Don’t be surprised if the Roberts court throws the whole bill out. This is probably the most pro-corporate Supreme Court in decades and the Florida decision has effectively opened the door politically for the Supremes to do precisely that. That will create a huge political uproar, probably not unlike the political reaction engendered when much of FDR’s New Deal legislation was ruled unconstitutional by the Supreme Court. Roosevelt’s subsequent threat to pack the court does seem to have focused the minds of the Supremes, who mysteriously proved considerably more pliant in subsequent years.
There are obvious and vastly superior alternatives: Medicare for all has been suggested and that would represent a good start. Medicare is not really an insurance program, but rather a universal-payer, pay-as-you-go system (there is no way to stockpile medical services for future use).
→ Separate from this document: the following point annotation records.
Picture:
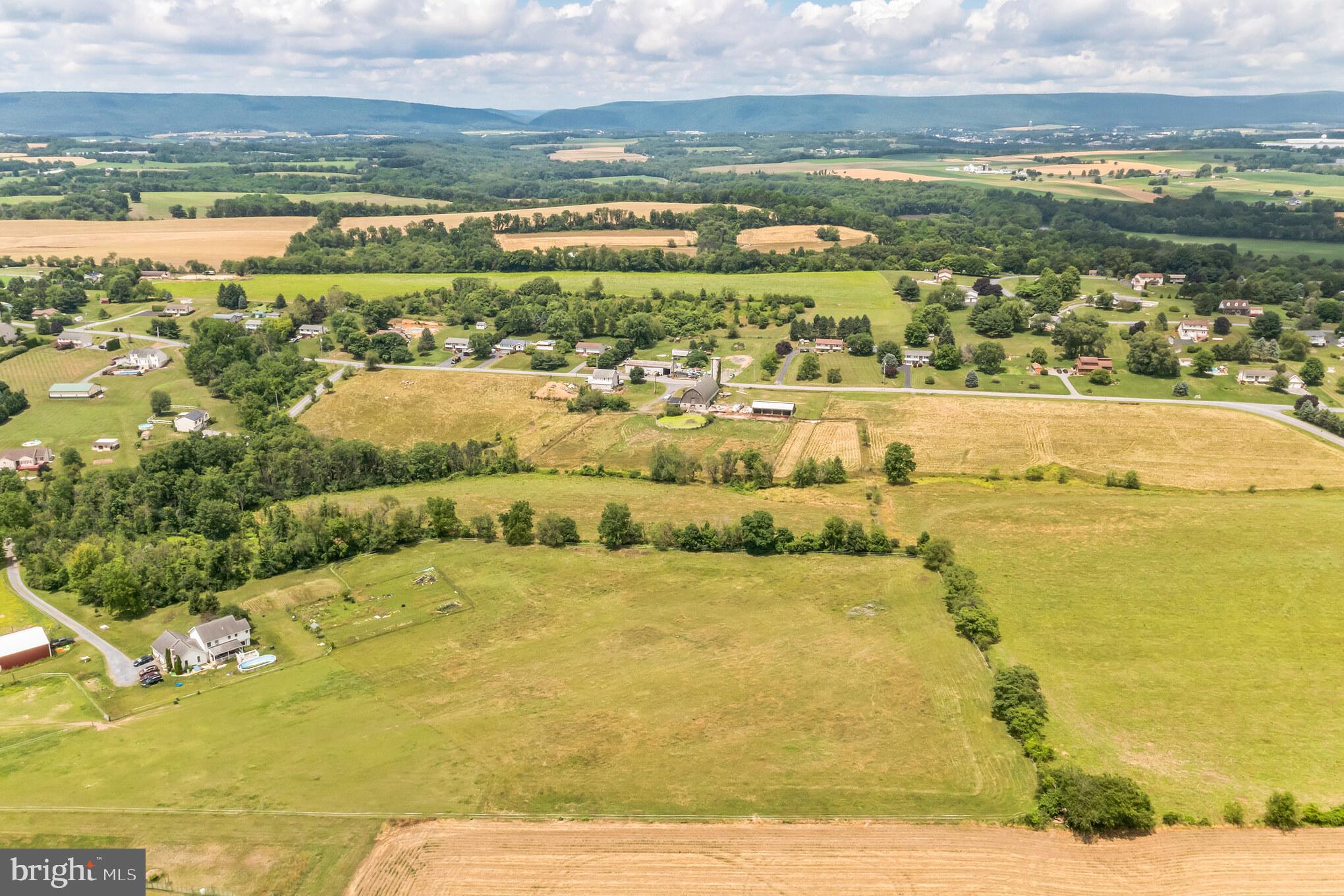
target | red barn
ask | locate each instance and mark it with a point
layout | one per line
(23, 646)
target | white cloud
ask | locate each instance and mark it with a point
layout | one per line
(528, 54)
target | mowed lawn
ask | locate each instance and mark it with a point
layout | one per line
(125, 403)
(582, 681)
(1187, 640)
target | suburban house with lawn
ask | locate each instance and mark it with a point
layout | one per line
(74, 390)
(28, 460)
(699, 397)
(1192, 331)
(206, 642)
(191, 421)
(603, 379)
(916, 356)
(72, 339)
(1264, 376)
(147, 359)
(23, 646)
(1088, 364)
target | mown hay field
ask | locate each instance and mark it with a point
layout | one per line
(612, 238)
(214, 239)
(594, 858)
(1165, 445)
(1187, 640)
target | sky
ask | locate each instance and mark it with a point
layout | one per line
(544, 54)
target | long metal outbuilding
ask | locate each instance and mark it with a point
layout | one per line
(23, 646)
(773, 408)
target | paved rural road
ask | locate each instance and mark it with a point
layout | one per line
(1269, 411)
(303, 405)
(119, 664)
(784, 366)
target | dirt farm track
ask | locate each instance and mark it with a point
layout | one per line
(588, 858)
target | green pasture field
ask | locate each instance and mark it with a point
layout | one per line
(627, 179)
(125, 403)
(1186, 640)
(18, 200)
(250, 856)
(585, 681)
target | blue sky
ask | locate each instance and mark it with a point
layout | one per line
(534, 54)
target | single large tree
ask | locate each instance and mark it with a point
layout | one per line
(898, 462)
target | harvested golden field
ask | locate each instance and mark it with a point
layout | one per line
(613, 238)
(854, 858)
(878, 174)
(1165, 445)
(860, 173)
(787, 237)
(402, 407)
(597, 154)
(175, 242)
(215, 239)
(1085, 156)
(820, 441)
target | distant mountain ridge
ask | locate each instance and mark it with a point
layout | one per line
(139, 115)
(849, 112)
(135, 115)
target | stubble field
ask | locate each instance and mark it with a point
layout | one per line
(511, 858)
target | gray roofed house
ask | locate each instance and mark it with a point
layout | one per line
(191, 421)
(32, 459)
(206, 642)
(147, 359)
(175, 646)
(700, 395)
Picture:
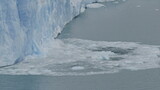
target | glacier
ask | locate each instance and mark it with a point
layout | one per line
(25, 25)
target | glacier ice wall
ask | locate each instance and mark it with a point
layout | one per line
(25, 25)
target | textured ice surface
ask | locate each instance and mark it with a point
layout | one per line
(95, 5)
(25, 25)
(84, 57)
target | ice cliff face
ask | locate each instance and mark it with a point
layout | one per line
(25, 25)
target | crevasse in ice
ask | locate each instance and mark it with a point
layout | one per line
(25, 25)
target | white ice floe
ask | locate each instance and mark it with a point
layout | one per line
(95, 5)
(85, 57)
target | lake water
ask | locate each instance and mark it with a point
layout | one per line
(130, 20)
(125, 80)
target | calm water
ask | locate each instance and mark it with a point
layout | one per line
(126, 80)
(132, 20)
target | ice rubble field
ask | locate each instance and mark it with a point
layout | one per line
(27, 32)
(84, 57)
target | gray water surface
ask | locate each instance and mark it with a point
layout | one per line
(125, 80)
(130, 20)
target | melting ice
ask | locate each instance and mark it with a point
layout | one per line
(85, 57)
(27, 31)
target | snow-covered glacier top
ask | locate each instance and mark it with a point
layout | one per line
(25, 25)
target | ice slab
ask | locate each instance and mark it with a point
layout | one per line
(85, 57)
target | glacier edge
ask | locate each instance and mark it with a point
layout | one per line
(26, 25)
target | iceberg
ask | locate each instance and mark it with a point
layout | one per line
(26, 25)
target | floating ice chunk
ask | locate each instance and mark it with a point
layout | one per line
(95, 5)
(85, 57)
(77, 68)
(116, 2)
(82, 9)
(138, 6)
(157, 9)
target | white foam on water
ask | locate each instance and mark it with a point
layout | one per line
(86, 57)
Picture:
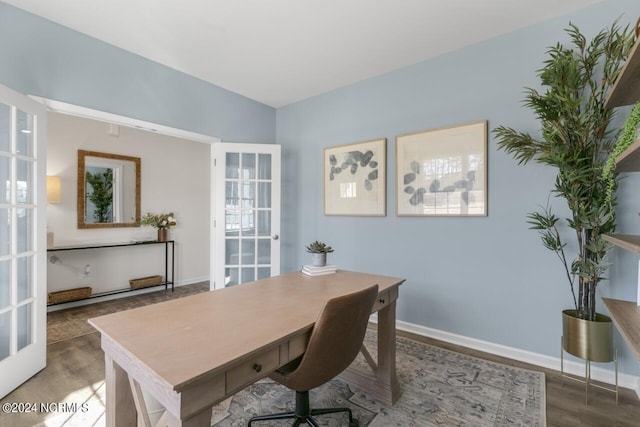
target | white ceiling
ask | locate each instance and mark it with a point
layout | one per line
(282, 51)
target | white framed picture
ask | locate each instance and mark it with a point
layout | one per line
(442, 172)
(355, 179)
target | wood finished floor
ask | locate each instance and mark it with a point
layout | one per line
(71, 377)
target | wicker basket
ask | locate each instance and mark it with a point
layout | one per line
(67, 295)
(144, 282)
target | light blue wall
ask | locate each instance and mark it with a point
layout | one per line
(487, 278)
(42, 58)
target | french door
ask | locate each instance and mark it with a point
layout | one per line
(246, 209)
(22, 239)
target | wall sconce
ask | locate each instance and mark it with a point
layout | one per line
(53, 189)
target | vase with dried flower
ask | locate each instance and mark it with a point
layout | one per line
(160, 221)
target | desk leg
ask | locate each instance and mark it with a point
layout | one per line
(120, 407)
(383, 383)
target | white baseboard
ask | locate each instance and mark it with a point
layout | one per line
(572, 367)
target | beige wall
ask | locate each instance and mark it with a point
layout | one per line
(175, 178)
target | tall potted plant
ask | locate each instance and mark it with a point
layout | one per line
(576, 139)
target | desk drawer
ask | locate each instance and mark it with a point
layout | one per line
(253, 369)
(382, 300)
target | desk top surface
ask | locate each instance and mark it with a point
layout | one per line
(185, 339)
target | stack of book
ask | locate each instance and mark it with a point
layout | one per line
(310, 270)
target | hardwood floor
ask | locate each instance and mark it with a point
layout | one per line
(72, 376)
(566, 399)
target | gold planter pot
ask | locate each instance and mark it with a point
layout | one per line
(590, 340)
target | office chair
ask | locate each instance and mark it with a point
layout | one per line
(335, 342)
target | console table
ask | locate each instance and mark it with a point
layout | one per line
(166, 244)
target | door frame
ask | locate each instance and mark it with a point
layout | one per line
(21, 365)
(217, 245)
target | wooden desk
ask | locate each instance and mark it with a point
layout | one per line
(191, 353)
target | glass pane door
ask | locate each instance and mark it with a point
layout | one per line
(22, 250)
(247, 211)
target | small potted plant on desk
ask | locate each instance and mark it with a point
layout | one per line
(319, 251)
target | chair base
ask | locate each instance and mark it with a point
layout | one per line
(303, 413)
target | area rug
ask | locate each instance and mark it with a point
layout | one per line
(439, 388)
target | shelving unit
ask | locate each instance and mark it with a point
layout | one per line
(166, 244)
(626, 91)
(627, 320)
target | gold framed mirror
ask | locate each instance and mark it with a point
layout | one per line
(108, 190)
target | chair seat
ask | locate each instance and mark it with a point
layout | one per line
(334, 343)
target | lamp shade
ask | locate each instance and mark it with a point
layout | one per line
(53, 189)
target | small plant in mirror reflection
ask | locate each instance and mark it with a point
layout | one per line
(158, 221)
(100, 193)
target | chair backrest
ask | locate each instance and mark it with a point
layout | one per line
(335, 340)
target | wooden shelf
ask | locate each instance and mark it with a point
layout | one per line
(629, 159)
(626, 89)
(626, 317)
(625, 241)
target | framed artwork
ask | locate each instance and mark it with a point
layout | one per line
(442, 172)
(355, 179)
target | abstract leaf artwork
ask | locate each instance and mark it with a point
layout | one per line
(442, 171)
(354, 179)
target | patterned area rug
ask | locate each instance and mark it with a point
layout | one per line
(439, 388)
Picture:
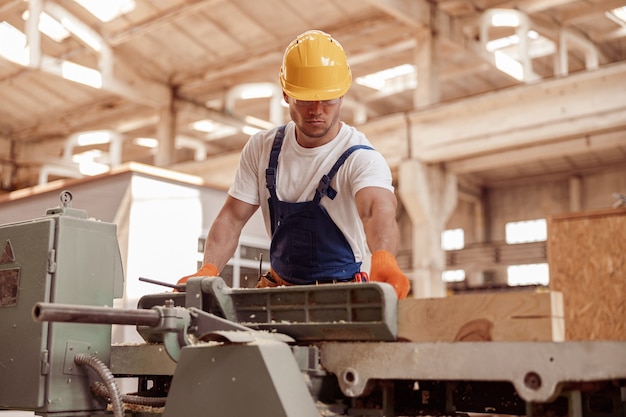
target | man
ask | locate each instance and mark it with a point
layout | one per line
(325, 193)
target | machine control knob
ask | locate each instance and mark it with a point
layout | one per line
(66, 198)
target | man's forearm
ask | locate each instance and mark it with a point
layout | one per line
(221, 244)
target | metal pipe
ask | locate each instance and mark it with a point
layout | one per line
(98, 315)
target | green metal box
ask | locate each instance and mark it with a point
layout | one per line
(63, 257)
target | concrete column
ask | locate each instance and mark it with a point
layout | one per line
(429, 195)
(166, 135)
(575, 193)
(428, 89)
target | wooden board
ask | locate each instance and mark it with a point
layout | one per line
(587, 259)
(513, 316)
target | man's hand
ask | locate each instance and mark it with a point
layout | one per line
(385, 269)
(207, 270)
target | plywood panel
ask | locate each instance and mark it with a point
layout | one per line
(587, 258)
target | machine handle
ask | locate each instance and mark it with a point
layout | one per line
(98, 315)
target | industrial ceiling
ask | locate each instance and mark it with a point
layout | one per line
(198, 76)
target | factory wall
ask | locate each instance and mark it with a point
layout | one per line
(484, 218)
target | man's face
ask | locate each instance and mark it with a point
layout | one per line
(317, 122)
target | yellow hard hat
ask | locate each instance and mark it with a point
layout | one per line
(315, 67)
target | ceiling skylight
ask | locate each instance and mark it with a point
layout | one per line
(107, 10)
(50, 27)
(620, 13)
(13, 45)
(392, 80)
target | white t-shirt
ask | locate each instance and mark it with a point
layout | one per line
(300, 170)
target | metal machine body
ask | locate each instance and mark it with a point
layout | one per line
(59, 258)
(305, 351)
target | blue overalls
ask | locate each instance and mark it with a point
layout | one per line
(307, 246)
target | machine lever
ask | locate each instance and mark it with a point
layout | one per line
(177, 287)
(98, 315)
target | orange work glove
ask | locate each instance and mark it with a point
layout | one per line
(385, 269)
(207, 270)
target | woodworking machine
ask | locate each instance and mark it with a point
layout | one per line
(211, 350)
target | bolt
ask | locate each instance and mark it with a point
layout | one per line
(532, 380)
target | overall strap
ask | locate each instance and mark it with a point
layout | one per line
(324, 187)
(270, 172)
An earlier version of the Senate’s proposed health care legislation featured a Medicare buy-in for people under 65 — a feature that remains doable despite today’s political constraints. This “public option” would provide more cost control (by competing with the private insurance companies), generate additional savings in Medicare (because you would be “risk pooling” younger and healthier Americans with the most aged and infirm, who traditionally absorb the highest proportion of our medical costs). It also would help to solve the problem of denying treatment based on preexisting conditions, expands the risk pool of patients, and enhances the global competitiveness of U.S. corporations (because why, in contrast to every other country in the world, should US corporations have health care as a marginal cost of production?). Thus, a Medicare buy-in would bring the U.S. health care system closer to the “ideal” low-cost, universal (single-payer) insurance plan. Highly unlikely to occur, but if the Roberts court does force us back to square one, shouldn’t we try to get it right this time?
Marshall Auerback is a Senior Fellow at the Roosevelt Institute, and a market analyst and commentator.